Jorge Jufresa, historiador y músico, lleva un poco más allá la idea: partiendo de que el amor cambia los códigos, dice que existe música exclusiva para los enamorados; que esa música, en un estado normal del alma, puede ser rechazada por cursi o por fácil, pero allí, en el lugar del amor, se descubre su sentido más profundo. Se puede pensar en Agustín Lara sin ninguna vergüenza, se puede escuchar con placer.
(Lo anterior no está sujeto a un análisis racional; el raciocinio crea guerras, no idilios.
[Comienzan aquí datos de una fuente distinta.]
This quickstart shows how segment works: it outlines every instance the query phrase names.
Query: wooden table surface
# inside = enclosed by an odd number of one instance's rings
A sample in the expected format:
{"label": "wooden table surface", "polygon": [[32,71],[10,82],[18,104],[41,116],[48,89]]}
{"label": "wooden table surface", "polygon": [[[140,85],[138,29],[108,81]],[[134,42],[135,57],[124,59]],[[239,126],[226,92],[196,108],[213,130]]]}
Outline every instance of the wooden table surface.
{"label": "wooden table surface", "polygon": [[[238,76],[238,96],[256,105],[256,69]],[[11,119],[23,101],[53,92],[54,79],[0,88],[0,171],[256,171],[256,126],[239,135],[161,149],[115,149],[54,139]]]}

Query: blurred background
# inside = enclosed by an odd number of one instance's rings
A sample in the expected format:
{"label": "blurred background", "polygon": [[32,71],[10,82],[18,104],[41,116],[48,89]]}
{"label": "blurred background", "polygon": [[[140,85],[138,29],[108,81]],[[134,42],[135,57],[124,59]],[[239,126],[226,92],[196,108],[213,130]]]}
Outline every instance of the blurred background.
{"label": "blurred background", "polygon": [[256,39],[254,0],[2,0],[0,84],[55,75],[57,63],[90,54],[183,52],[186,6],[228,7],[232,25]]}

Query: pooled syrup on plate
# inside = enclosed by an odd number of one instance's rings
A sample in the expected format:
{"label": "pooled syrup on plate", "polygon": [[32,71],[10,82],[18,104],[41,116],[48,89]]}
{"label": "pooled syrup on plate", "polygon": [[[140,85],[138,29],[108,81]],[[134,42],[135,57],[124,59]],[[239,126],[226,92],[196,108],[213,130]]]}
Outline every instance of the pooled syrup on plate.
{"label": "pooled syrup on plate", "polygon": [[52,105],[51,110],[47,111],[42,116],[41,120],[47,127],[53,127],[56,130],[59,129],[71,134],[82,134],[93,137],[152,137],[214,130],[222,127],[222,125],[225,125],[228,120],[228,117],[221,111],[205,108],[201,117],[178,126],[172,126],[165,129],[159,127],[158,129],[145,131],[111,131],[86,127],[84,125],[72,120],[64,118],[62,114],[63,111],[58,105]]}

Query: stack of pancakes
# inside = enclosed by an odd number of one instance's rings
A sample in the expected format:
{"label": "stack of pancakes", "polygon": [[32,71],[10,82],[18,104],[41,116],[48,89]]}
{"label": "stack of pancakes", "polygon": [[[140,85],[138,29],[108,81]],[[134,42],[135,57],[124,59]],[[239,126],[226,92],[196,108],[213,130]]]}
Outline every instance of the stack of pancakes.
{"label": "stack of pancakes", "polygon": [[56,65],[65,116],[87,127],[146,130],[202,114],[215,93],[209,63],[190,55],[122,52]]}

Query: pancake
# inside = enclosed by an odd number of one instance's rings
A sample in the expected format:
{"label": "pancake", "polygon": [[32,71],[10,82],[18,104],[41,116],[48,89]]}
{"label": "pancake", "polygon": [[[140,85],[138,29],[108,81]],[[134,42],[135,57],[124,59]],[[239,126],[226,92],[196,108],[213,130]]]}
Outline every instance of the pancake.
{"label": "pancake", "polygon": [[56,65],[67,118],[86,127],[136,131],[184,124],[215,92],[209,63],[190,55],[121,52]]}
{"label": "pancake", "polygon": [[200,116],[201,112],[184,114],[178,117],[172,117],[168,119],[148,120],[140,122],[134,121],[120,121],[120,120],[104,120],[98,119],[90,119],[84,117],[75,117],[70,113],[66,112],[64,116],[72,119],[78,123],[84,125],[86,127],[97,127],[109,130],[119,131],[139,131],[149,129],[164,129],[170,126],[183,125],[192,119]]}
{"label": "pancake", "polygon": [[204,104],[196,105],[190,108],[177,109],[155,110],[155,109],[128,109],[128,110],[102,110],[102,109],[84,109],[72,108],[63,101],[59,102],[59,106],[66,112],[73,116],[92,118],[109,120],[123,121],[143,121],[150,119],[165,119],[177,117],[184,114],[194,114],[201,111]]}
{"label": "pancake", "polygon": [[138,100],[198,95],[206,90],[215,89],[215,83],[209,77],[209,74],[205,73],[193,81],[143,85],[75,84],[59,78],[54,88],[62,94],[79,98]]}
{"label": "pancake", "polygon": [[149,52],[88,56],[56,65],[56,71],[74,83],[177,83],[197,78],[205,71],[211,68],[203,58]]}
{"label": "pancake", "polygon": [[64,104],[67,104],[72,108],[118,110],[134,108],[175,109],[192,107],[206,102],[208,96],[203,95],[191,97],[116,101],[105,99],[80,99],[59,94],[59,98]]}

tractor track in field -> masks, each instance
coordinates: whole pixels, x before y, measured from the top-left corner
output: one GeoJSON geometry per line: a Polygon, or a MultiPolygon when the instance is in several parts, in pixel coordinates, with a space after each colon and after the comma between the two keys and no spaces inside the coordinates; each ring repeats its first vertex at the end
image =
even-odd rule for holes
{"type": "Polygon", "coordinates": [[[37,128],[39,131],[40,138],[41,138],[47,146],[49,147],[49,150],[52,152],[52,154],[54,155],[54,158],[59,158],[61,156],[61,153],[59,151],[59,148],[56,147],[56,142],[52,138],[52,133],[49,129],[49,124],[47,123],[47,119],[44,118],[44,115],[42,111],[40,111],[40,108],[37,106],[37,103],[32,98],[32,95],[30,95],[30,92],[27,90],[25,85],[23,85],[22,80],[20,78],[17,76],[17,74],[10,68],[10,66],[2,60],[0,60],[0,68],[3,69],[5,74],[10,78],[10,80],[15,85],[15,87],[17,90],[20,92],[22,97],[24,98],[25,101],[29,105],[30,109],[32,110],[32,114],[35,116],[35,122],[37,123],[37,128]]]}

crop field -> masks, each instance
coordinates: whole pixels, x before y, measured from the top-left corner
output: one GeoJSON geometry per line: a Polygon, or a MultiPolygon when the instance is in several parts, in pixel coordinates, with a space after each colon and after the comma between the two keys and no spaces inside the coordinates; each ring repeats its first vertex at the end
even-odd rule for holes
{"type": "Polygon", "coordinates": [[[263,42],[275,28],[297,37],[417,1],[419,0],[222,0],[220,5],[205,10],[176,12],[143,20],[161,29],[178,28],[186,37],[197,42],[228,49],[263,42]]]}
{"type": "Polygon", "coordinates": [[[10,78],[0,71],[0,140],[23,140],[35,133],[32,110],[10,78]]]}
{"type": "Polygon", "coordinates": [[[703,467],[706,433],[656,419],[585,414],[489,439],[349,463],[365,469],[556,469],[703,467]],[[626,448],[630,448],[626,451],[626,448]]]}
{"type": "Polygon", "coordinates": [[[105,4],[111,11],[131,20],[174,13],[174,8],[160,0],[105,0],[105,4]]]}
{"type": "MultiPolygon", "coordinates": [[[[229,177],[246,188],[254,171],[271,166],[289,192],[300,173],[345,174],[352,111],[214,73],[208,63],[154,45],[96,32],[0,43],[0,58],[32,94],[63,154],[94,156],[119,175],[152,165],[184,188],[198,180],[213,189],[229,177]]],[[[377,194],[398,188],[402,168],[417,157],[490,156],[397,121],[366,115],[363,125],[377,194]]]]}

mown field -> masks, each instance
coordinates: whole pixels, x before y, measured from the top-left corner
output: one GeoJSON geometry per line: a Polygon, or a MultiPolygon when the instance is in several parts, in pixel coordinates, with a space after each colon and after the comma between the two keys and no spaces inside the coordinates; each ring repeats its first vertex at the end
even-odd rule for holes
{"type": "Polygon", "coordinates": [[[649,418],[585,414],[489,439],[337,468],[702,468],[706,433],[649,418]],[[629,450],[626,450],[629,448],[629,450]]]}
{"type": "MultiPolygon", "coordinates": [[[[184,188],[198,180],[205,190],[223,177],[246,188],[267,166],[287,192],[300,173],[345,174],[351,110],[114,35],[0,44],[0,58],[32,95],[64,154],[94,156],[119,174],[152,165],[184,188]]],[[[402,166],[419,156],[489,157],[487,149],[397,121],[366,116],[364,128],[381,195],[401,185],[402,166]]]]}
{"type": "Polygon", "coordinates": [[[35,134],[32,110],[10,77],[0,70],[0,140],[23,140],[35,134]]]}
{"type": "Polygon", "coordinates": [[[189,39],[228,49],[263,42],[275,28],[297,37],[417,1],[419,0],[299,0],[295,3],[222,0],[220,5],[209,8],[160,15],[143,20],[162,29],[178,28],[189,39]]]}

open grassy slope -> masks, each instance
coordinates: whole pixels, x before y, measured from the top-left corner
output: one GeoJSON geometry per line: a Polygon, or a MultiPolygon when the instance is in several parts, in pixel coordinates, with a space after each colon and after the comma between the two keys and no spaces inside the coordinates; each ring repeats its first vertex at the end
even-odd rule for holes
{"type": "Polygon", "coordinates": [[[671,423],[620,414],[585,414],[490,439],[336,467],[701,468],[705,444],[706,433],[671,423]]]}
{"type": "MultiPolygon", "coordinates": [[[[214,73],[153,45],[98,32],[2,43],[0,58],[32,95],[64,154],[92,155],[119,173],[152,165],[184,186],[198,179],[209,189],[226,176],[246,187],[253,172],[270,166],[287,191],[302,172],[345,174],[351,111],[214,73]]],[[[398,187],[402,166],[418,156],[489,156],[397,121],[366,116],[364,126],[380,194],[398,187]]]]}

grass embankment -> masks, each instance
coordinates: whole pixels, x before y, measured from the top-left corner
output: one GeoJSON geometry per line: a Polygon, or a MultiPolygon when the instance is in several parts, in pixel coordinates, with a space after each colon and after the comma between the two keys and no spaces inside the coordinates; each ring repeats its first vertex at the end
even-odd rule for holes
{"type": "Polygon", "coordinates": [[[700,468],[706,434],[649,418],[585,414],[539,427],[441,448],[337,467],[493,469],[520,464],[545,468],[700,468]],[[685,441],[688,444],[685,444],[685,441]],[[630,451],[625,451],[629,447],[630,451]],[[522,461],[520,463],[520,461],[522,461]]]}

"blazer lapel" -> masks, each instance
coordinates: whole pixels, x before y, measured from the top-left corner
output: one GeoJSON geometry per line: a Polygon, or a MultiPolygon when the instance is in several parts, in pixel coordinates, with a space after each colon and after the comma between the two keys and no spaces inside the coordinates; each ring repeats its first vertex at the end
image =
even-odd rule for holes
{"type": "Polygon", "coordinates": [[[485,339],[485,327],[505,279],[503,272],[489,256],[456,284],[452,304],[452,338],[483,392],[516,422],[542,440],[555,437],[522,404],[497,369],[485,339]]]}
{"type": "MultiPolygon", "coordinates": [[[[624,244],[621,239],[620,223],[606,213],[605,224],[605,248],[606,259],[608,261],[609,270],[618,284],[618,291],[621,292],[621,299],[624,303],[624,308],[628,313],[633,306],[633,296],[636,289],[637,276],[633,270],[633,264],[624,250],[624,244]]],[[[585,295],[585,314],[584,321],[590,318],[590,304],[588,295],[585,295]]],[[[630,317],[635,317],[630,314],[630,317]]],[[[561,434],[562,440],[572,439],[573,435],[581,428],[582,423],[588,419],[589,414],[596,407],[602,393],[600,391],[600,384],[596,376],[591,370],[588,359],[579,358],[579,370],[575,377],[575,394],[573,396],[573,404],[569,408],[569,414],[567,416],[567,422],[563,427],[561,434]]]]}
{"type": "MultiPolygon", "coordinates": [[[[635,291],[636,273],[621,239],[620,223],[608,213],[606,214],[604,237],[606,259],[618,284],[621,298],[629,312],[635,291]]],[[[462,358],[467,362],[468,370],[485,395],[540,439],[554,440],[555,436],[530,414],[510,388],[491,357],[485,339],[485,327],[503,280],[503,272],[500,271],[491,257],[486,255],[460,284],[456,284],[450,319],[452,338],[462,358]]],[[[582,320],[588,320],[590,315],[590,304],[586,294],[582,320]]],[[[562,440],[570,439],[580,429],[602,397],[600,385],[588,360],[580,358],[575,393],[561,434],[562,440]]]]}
Pero puede hacer un experimento: enamórese y, cuando comience a pensar como en el libro de Barthes, escuche Santa, Aventurera o Pervertida. Entonces sabrá. También puede intentar con Charles Aznavour o Perry Como.)
La depresión, pues, es un lugar muy recurrido. Pero uno llega y se encuentra solo, nada se mueve. Su música es un zumbido que crece y crece hasta que ya no se escucha más: uno se ha quedado sordo y está demasiado cansado para tratar de leer los labios.

Uno recuerda y parece que la depresión siempre se estuvo allí; que nació, creció, comió, hizo el amor, tuvo hijos, fue al baño y al cine, durmió, despertó y fue feliz sin haber estado en otro lugar que la depresión. Que ésta siempre estuvo como telón de fondo, como razón para que se hiciera todo lo que se hizo. Y uno está seguro de que no fue así, pero la tentación de creerlo es poderosa.
Uno recuerda The Wall, de Alan Parker, y piensa: Bueno, lo mío no fue para tanto. No estuvo la droga de por medio, no hubo un padre muerto en la guerra, uno no es una estrella de rock.
Pero la idea está allí: Pinky reescribe, recompone, reentiende toda su vida en función de la depresión. Desde que era un recién nacido vivió en la depresión. Adopta una rata que le transmite el tifus (pudo ser otra cosa), pero nunca hubiera adoptado a la rata ni la hubiera cuidado y querido si no hubiese sido por la depresión que lo atacaría veinte años después.